NEW YORK, Feb 12 (Reuters) -- A new study might have you putting some distance between yourself and drivers busy talking on their cell phones.
"The use of cellular phones in motor vehicles is associated with a quadrupling of the risk of a collision during the brief period of a call," according to University of Toronto researchers who studied the telephone billing records of nearly 700 drivers involved in collisions.
The study is published this week in The New England Journal of Medicine.
Cell-phone usage was often linked with more potentially dangerous driving situations. "The association appeared stronger for collisions on high-speed roadways than for collisions in parking lots, at gas stations, or in other low-speed locations," they say.
And, contrary to common belief, hands-free units were just as likely to be associated with accidents as hand-held cell phones. That fact led researchers to speculate "that motor vehicle collisions result from a driver's limitations with regard to attention rather than dexterity."
The Toronto researchers say there was one advantage for car phone users. "Cellular telephones have benefits, such as allowing drivers to make emergency calls quickly." Thirty-nine percent of those drivers involved in accidents called emergency services via their cell phones, the study says.
In a comment on the study, Dr. Malcolm Maclure of Harvard's School of Public Health, and Dr. Murray Mittleman of Boston's Beth Israel Deaconess Medical Center point out that the use of cell phone technology may not be the real distraction. "Simply talking while driving may be the key factor." They say a 1993 study found that "placing a call was found to be no more distracting than tuning a car radio or engaging in an intense conversation."

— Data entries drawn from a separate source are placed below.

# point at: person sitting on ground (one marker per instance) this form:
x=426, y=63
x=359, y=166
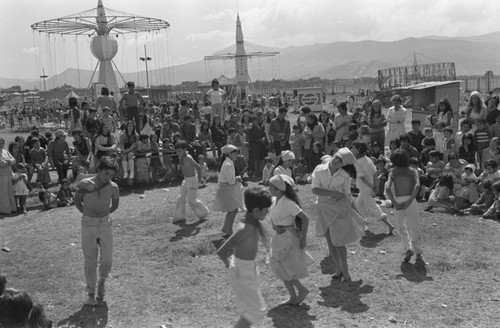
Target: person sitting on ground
x=204, y=170
x=467, y=193
x=442, y=195
x=484, y=202
x=434, y=169
x=65, y=195
x=284, y=164
x=17, y=309
x=267, y=172
x=493, y=212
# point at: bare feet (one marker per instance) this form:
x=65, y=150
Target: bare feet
x=101, y=292
x=302, y=296
x=291, y=301
x=337, y=275
x=91, y=300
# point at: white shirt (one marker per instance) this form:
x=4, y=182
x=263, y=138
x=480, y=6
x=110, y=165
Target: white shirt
x=266, y=173
x=283, y=211
x=216, y=95
x=340, y=181
x=281, y=170
x=364, y=168
x=227, y=173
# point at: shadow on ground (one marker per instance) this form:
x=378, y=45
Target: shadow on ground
x=187, y=230
x=291, y=316
x=327, y=265
x=414, y=272
x=371, y=240
x=345, y=295
x=87, y=317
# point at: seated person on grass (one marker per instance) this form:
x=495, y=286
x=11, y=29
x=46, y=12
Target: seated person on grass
x=442, y=195
x=493, y=212
x=484, y=202
x=467, y=193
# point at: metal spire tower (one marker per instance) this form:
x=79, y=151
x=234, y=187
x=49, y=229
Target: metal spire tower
x=240, y=56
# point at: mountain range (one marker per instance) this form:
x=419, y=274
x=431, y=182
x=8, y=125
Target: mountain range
x=473, y=55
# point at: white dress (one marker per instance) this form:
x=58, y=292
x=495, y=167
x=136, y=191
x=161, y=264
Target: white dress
x=229, y=196
x=396, y=129
x=288, y=261
x=336, y=217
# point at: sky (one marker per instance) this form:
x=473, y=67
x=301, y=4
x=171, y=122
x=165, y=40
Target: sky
x=200, y=28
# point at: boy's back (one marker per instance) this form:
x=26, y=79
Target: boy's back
x=404, y=180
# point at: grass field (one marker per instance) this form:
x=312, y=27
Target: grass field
x=165, y=274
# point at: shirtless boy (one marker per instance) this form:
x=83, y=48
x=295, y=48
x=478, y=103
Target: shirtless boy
x=243, y=244
x=93, y=198
x=405, y=182
x=189, y=188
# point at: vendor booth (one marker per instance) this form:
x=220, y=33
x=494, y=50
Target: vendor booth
x=424, y=94
x=311, y=97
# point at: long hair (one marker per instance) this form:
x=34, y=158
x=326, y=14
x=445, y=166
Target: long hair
x=351, y=170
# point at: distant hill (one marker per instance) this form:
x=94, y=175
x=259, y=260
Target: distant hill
x=473, y=55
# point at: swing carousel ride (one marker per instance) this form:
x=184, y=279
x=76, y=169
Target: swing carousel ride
x=102, y=26
x=241, y=83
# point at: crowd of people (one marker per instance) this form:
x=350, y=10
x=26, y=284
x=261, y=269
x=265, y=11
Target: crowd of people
x=456, y=171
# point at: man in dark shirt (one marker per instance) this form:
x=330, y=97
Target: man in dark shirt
x=280, y=131
x=416, y=136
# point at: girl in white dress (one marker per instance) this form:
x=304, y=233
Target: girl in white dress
x=338, y=220
x=396, y=116
x=288, y=259
x=229, y=197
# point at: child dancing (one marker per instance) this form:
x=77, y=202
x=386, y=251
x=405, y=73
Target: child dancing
x=288, y=259
x=243, y=244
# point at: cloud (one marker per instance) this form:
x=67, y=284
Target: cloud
x=212, y=35
x=217, y=17
x=31, y=51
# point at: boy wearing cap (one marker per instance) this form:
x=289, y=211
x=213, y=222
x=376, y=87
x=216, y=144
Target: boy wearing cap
x=405, y=182
x=189, y=187
x=366, y=182
x=132, y=99
x=59, y=154
x=93, y=199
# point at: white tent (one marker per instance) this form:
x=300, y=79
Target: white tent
x=72, y=94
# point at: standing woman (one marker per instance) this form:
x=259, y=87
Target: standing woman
x=475, y=109
x=229, y=197
x=444, y=112
x=257, y=145
x=337, y=220
x=76, y=122
x=7, y=199
x=396, y=116
x=128, y=143
x=219, y=136
x=377, y=123
x=313, y=132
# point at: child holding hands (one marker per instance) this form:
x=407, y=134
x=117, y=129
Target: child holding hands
x=289, y=260
x=243, y=244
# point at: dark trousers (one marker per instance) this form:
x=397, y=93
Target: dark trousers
x=133, y=115
x=278, y=148
x=62, y=167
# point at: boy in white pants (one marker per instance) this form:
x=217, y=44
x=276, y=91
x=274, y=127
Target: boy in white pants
x=189, y=188
x=406, y=187
x=365, y=181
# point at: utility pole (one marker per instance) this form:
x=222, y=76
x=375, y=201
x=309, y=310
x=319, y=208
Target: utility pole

They point out that, using the Toronto data, between 6% and 12% of the accidents in the study could have been attributed to cell phone use. "If 1 in 10 vehicles has a telephone by the year 2000... then between 0.6% and 1.2% of all collisions may be attributable to telephone use."
The Toronto study authors say they are not necessarily advocating a ban on the devices. They acknowledge that, although cell phones may contribute to poor driving, "public debate is needed, given that cellular telephones contribute to improvements in productivity, the quality of life, and peace of mind for more than 30 million people in North America alone."
For now, cell-phone users should regulate themselves, the study suggests, by "refraining from placing or receiving unnecessary calls, interrupting telephone conversations if necessary, and keeping calls brief."